Ezra Klein shares a graph he says explains the regulatory burden:
This graph strikes me as mis-titled. For one, a decade-long shift of about a tenth of a percent relative to private-sector employment doesn't strike me as a massive increase in anything. Secondly, as Ezra notes, a lot of the recent change likely has to do with the plunge in private employment during the recession. Equally undermining the title is that Ezra and Michael Mandel, who originally posted the graph, note that most of these new regulators are Homeland Security- and TSA-related, not dealing with business. Regulators specifically dealing with businesses have increased by one one-hundredth of 1 percent between 2000 and 2009, which is not all that much at all.
Numbers aside, the massive assumption underlying all of this is that more regulators equal more burden on business. But what if more regulators mean more productive agencies -- paperwork is done faster and inspections take less time? That would imply that the regulatory burden on businesses has been reduced by all these new employees at regulatory agencies.
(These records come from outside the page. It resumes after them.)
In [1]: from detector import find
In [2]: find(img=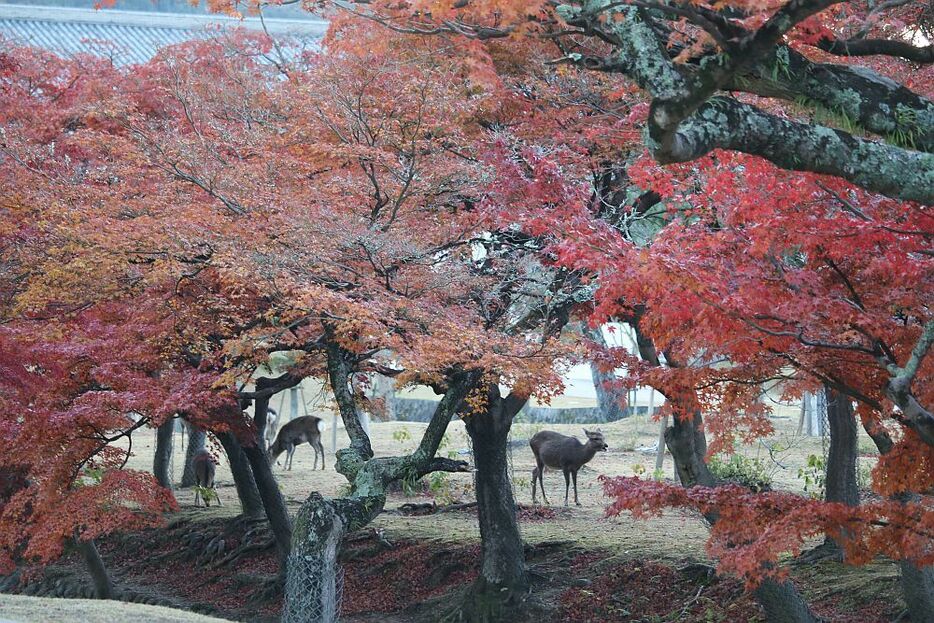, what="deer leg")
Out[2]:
[532,457,548,505]
[532,467,538,504]
[316,438,324,471]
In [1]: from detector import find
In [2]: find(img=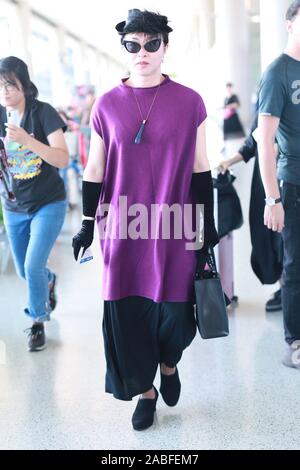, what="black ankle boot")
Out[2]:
[132,387,158,431]
[159,367,181,406]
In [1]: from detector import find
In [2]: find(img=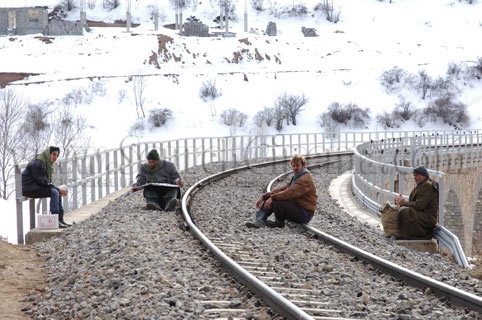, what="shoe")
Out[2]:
[266,220,285,228]
[59,221,72,229]
[245,221,264,229]
[146,201,162,211]
[164,199,177,211]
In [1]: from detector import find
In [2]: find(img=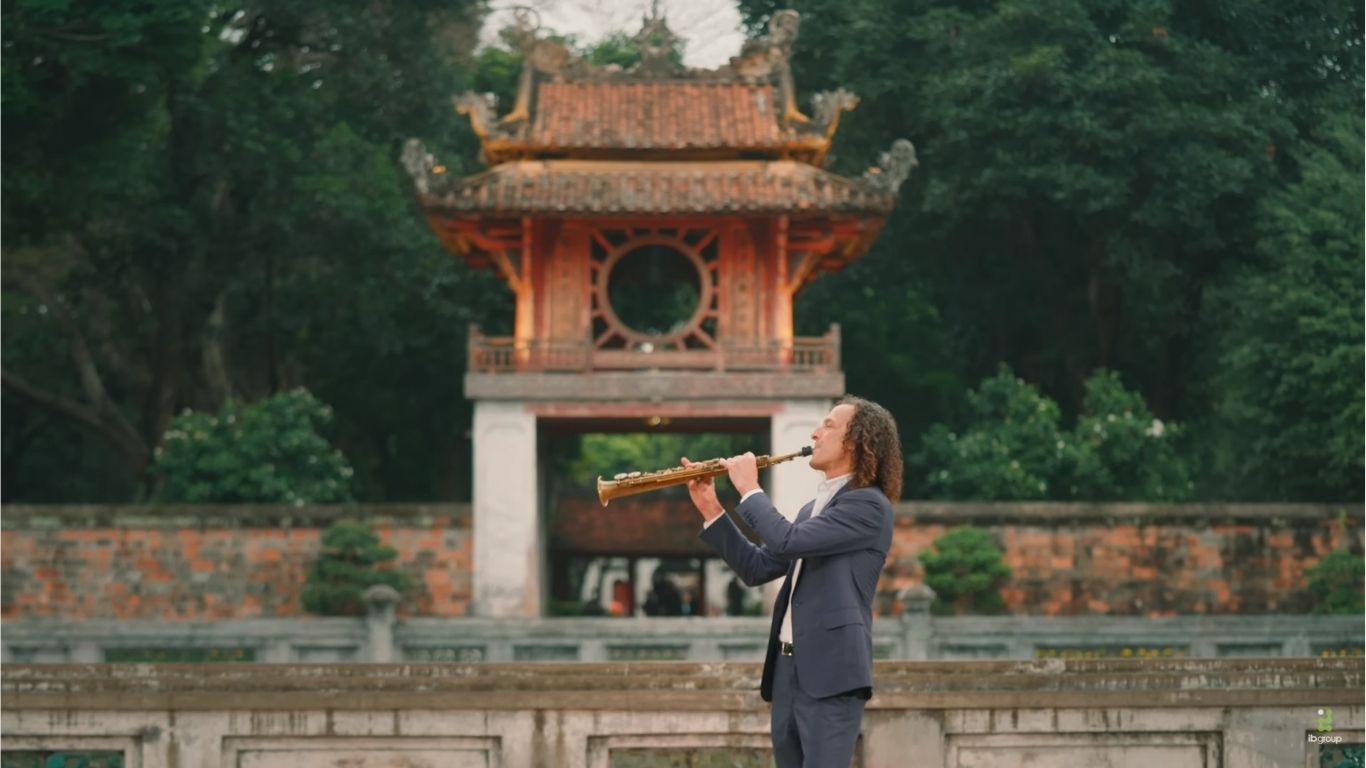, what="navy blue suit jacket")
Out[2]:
[701,485,892,701]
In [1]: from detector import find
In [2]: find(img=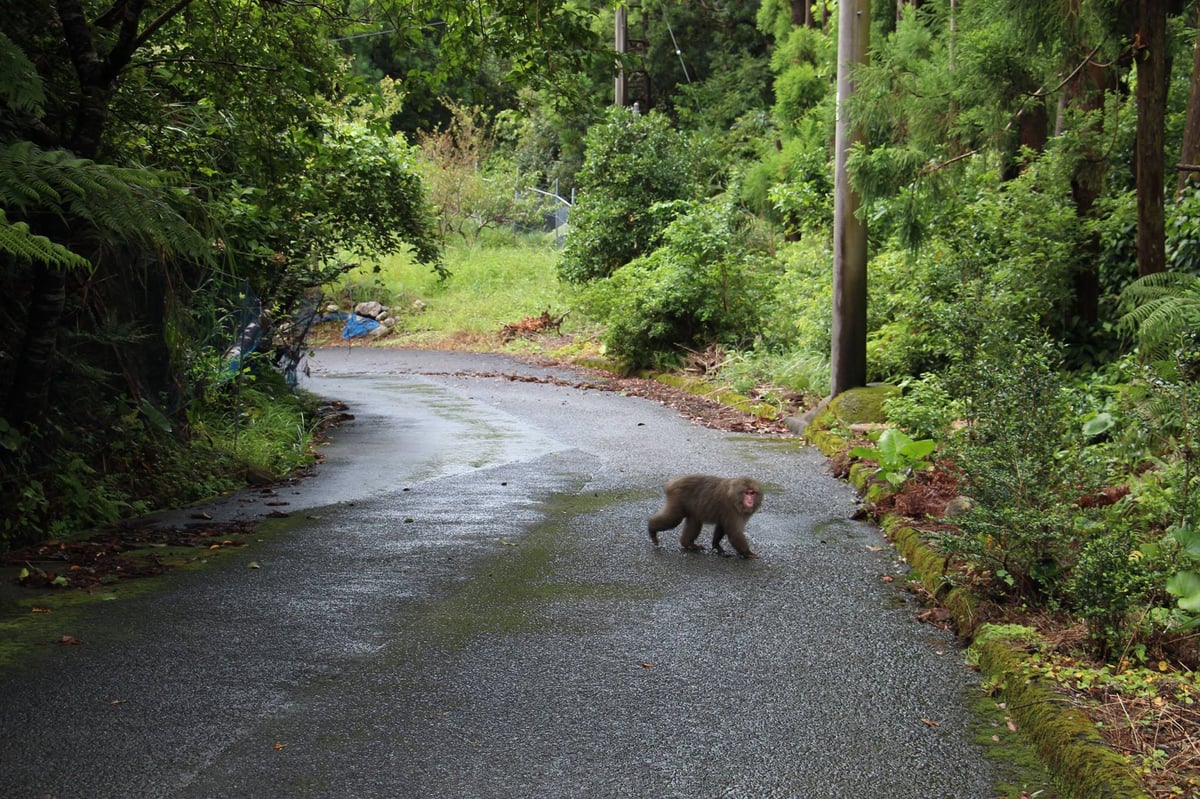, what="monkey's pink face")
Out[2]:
[742,488,758,511]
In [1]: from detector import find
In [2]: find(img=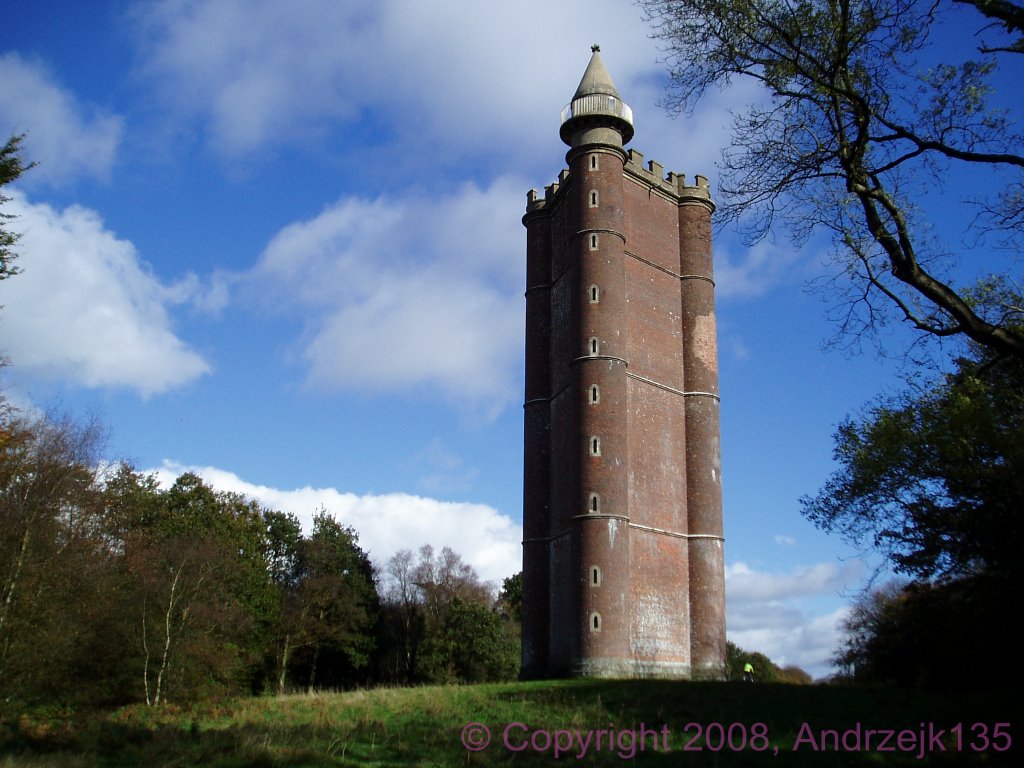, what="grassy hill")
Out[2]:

Meanwhile, we've recently seen a number of major regulatory failures, from tainted food to tainted consumer products. On the financial front, we've seen regulators terribly undermanned compared to the organizations they supervise. For example, the Commodities Futures Trading Commission has 122 employees working on enforcement, the lowest level since 1984, compared to thousands and thousands of financial-sector workers in the same industry. That doesn't suggest to me that our key economic problem is too many regulators.
I'm not averse to arguments that the costs of regulation can, in certain instances, exceed their benefits and become detrimental to economic growth. The above graph just isn't how you measure those costs.